Vascular biology, atherosclerosis and cardiovascular remodeling

Our group investigates key aspects of vascular biology, atherothrombosis and myocardial pathophysiology geared towards the characterization of the cellular and molecular mechanisms involved in the onset, progression and complication of atherotrombotic diseases (ischemic heart disease (IHD) and peripheral artery disease (PAD)), abdominal aortic aneurysm (AAA) and cardiac hypertrophy. The group analyses the role of NR4A nuclear receptors, in particular NOR-1 (NR4A3), and lysyl oxidases (LOX) in these pathologies using multidisciplinary and translational approaches. Our ultimate goal is to identify novel therapeutic targets and biomarkers to better manage these highly prevalent diseases.

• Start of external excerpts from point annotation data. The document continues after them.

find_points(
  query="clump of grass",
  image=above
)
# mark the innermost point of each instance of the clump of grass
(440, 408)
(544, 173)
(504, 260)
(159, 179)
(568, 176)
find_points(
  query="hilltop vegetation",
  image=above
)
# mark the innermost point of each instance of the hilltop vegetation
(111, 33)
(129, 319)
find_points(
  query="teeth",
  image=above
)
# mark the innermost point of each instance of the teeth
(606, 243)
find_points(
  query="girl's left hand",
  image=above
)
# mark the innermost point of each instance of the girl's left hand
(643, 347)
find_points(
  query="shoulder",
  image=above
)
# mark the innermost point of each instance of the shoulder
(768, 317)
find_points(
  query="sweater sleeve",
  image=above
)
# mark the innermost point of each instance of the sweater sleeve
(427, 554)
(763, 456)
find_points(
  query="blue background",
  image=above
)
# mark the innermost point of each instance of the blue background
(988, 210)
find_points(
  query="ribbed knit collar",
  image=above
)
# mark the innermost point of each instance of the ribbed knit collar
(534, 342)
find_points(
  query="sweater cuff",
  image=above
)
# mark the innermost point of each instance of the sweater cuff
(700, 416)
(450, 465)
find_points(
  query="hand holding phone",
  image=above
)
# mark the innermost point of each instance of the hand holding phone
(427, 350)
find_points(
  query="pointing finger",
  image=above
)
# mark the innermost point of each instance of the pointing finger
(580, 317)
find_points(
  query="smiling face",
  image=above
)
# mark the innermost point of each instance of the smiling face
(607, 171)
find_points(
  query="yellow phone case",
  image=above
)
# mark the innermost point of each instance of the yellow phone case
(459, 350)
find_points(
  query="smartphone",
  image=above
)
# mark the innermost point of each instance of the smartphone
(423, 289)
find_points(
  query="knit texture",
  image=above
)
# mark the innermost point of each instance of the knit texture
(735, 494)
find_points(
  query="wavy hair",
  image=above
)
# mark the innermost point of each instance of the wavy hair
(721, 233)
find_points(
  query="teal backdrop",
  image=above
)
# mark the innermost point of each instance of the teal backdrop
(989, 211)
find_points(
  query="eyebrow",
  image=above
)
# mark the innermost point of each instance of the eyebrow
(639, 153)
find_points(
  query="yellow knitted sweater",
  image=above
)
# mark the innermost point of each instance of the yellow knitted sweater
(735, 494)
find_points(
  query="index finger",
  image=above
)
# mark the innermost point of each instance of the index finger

The specific objectives pursued are:

• Characterization of new molecular mechanisms underlying vascular dysfunction in IHD, PAD and AAA.
• Identification of new proteins/structural genes modulating critical cell functions (migration, proliferation, survival and apoptosis), in particular, those regulated by NR4A receptors and LOX.
• Development and validation of new animal models for cardiovascular diseases, in particular, those related to NR4A receptors and LOX.
• Analysis of the mechanisms underlying vascular calcification in advanced atherosclerosis and its potential pharmacological modulation, focusing on the contribution of LOX and NR4A receptors.
• Study of the role of NR4A receptors modulating cardiac function, calcium homeostasis and cardioprotection.

Our findings in 2019 have uncovered (i) the relevant role of NOR-1 in the pathological remodelling involved in hypertensive cardiac hypertrophy, establishing a new mouse model, for this disease, and (ii) how NR4A receptors participate in the signalling pathway of CD69, an immunomodulatory molecule that we identified as a new receptor for oxidized LDL and an early biomarker of subclinical atherosclerosis.